Het enige voordeel van het nivelleersysteem is de snelheid van werken.
Een tegelhandelaar zou normaal van al zijn tegels de cataloog van de fabriek in huis moeten hebben, waarin hij de eigenschappen van de tegels kan raadplegen. De betere fabrieken zetten die eigenschappen op hun site in een technische fiche, helaas nooit in het nederlands op een paar uitzonderingen na. Vermeldt de fabriek alleen de gegevens van zijn eigen labo of geen technische fiche, wil dat zeggen dat de fabriek zijn tegels niet laat controleren door een onafhankelijk labo. Dat laatste labo doet testen op de tegels en bepaalt dan de diverse eigenschappen van de aangeboden tegels.

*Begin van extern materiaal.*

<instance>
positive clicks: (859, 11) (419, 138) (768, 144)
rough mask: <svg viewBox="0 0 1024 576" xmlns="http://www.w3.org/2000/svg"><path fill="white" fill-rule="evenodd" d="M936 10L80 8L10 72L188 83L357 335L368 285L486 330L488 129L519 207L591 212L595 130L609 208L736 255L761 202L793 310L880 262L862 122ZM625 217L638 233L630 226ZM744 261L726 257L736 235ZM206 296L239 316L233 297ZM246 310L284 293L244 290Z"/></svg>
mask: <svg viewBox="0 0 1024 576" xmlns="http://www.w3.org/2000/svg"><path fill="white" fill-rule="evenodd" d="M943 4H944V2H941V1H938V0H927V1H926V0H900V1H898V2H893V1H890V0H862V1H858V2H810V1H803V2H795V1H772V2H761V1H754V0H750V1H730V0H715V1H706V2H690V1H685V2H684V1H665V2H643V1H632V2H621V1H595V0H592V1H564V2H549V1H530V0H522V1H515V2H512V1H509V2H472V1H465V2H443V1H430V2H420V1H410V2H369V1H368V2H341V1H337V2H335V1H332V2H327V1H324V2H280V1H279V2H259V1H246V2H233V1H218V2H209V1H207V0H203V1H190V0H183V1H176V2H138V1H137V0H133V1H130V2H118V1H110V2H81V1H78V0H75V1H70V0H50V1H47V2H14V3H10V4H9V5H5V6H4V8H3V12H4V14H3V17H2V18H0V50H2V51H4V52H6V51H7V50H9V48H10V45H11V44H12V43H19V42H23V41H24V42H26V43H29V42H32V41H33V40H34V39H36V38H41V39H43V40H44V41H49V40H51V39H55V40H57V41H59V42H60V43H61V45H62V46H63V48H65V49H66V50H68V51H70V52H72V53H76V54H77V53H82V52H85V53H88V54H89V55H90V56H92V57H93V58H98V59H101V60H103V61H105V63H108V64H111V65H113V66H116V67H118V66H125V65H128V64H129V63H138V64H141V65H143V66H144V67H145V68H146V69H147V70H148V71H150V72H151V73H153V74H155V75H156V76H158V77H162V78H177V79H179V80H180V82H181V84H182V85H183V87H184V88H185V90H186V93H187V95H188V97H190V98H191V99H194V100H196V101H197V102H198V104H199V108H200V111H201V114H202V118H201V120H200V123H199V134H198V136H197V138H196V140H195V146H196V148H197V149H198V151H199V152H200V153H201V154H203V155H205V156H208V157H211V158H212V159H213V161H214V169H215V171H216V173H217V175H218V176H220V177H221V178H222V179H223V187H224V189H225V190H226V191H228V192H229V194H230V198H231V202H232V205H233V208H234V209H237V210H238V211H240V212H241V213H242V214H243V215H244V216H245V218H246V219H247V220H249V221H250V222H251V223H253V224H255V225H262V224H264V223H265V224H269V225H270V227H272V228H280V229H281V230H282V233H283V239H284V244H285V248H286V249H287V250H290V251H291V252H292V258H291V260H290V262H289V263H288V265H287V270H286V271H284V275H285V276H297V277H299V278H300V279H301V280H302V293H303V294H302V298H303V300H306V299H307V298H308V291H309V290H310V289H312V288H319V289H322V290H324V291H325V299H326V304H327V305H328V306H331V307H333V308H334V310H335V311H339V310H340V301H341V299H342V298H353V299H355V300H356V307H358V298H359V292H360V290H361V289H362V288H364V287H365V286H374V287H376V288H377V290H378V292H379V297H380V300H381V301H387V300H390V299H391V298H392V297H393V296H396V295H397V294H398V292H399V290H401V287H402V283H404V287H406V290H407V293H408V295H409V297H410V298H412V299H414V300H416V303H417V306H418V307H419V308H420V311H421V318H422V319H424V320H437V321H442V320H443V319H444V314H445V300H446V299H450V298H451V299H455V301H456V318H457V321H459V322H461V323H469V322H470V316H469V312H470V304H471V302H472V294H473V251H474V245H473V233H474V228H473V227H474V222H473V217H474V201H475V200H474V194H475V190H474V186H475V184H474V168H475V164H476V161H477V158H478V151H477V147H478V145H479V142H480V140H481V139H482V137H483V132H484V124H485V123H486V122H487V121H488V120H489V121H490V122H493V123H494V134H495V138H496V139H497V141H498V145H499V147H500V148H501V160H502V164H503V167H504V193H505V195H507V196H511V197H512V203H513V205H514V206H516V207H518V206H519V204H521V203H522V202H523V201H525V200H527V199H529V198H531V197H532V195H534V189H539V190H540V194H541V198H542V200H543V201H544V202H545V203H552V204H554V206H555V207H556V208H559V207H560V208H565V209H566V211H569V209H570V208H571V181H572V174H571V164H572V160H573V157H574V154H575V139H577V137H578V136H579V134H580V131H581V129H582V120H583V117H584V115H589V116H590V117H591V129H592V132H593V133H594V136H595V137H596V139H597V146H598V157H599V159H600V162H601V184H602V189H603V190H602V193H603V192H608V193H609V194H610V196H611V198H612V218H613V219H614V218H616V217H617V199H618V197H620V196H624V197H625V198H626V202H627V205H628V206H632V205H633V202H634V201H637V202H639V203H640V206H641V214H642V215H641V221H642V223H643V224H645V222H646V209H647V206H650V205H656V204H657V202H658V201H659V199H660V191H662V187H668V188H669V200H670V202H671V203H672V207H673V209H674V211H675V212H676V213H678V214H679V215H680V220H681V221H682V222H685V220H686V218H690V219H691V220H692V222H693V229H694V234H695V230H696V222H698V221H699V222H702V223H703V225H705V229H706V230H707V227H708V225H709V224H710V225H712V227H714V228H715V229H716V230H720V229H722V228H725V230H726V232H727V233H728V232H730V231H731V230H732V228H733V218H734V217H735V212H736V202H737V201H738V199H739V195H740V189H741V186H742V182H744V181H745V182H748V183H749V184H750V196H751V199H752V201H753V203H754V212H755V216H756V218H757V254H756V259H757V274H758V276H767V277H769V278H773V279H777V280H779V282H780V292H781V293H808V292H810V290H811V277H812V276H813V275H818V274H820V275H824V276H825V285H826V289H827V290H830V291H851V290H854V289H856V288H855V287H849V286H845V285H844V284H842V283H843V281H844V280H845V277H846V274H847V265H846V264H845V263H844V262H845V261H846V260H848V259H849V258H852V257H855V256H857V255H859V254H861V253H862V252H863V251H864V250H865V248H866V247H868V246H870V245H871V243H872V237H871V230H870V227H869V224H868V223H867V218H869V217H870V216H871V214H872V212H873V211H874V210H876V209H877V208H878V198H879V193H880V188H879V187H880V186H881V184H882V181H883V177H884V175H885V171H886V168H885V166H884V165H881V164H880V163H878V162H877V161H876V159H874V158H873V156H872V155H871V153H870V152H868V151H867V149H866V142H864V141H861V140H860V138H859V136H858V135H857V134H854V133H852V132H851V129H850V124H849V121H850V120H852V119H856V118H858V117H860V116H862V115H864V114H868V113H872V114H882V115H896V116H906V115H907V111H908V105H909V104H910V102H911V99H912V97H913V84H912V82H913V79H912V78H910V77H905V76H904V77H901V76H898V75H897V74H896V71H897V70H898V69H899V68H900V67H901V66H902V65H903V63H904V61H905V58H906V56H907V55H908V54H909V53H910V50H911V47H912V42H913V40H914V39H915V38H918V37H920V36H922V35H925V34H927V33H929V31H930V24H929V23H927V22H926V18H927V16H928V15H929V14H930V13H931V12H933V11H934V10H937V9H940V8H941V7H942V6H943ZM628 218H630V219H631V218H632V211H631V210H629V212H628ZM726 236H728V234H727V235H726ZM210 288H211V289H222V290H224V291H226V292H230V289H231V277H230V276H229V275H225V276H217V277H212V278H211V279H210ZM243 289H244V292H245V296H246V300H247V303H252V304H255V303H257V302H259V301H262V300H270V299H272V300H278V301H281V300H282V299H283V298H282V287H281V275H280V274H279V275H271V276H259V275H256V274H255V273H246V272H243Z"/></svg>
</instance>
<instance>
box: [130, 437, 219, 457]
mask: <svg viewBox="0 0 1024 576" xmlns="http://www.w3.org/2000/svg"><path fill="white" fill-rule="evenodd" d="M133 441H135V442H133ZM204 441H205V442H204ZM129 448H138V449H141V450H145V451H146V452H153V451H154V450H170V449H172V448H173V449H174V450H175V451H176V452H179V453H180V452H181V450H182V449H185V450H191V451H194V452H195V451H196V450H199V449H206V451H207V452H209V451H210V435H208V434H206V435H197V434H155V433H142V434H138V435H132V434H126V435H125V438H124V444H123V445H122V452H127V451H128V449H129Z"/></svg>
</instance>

De resultaten van die testen worden dan vergeleken met de normen (EN voor de europese, ISO voor de internationale) die gelden voor tegels; de eigenschappen die binnen de toelaatbare normen vallen, mag de fabriek dan vermelden in zijn technische fiche. Het kan zijn dat een fabriek een technische fiche vrij geeft voor maar 1 of een paar collecties of voor alle collecties.
De eerste eigenschap van de tegels zijn de dimensionele afmetingen. Eén van die eigenschappen is de vlakheid ... planarità (italiaans), planeidad (spaans), planaridade (portugees), flatness (engels), planéité (frans), ebenheit (duits). Die wordt aangeduid in procenten : de tegel mag dan een afwijking hebben in concaaf (hol) en/of in convex (bol). Formule omrekening : lengte van de tegel x 1.4 x het percentage. Als in de technische fiche staat dat het procent slaat op de diagonaal, dan is de formule : lengte van de tegel x het percentage. (die 1.4 staat voor het berekenen van de diagonaal) . De fabrieken geven helaas zelden de vlakheid aan voor hun parkettegels. Nu, als de fabriek voor zijn even grote of grotere tegels een laag percentage bekomt, dan zullen hun parkettegels ook aan dat percentage beantwoorden. Een tweede toets is de lengte van de tegels en een derde toets is de prijs van de tegels. Daarnaast komen nu ook de flexibele parkettegels op de markt.
Op you tube staan wat filmkes over dat systeem en op sommige kan je zelfs duidelijk zien dat de aangrenzende tegel uit de tegellijm wordt opgetrokken. Je formuleert het zeer goed : de trektang duwt de spie door de clip en trekt de clip uit de tegellijm tot tegen de onderkant van de tegel en trekt dan de tegel naar boven. Des te meer clips je plaatst, des te meer verbindingen je bekomt tussen de tegels, waardoor de spieën de tegels tegen mekaar vasthouden, zodat ze niet kunnen inzakken. Bij het plaatsen de tegels op de voetjes van de clips, komen ze natuurlijk op de laag tegellijm terecht. Dat wel, maar nadien worden ze eruit getrokken en zal er zeker nog wat tegellijm aan de onderkant van de tegel blijven hangen. Schuif je de voetjes van de clips op de chape, dan trek je tegellijm in de voegen van de tegels - de clips zitten dan vast in de tegellijm, breken niet of moeilijk af en je zit met verharde tegellijm in de voegen. Probeer een clip onder de tegel te steken en plaats er dan een tegel op : de tegel duwt de clip in de tegellijm en daarna trekt de spie de clip uit de lijm tot aan de tegel en dan beiden samen naar omhoog.
Mijn persoonlijke ervaringen : korte formaten zijn meestal zeer goed vlak - 120 en méér zijn gevoelig voor ongelijkheid kwa vlakheid; meestal bolvormig - de duurdere zijn minstens 10mm dik en van goede tot zeer goede kwaliteit. Een gebogen tegel kan je nooit vlak plaatsen, zelfs niet met de sterkste metalen trektang uit het nivelleersysteem. Haal de tegels uit de verpakking en zet ze tegen mekaar, zichtzijde tegen zichtzijde en meet dan het verschil op beide uiteinden : dat wordt het minimale verschil bij niet verspringende voegen, te verhogen met de lengte van de verspringingen. Hoe groter de verspringing van een bolle tegel : des te meer ongelijkheden, niet alleen op de kruistende voegen, maar ook op de beide middelpunten van elke aangrenzende tegel. Een parkettegel, net zoals elke andere tegel, die niet volledig in de lijm ligt, klinkt hol door de lucht eronder.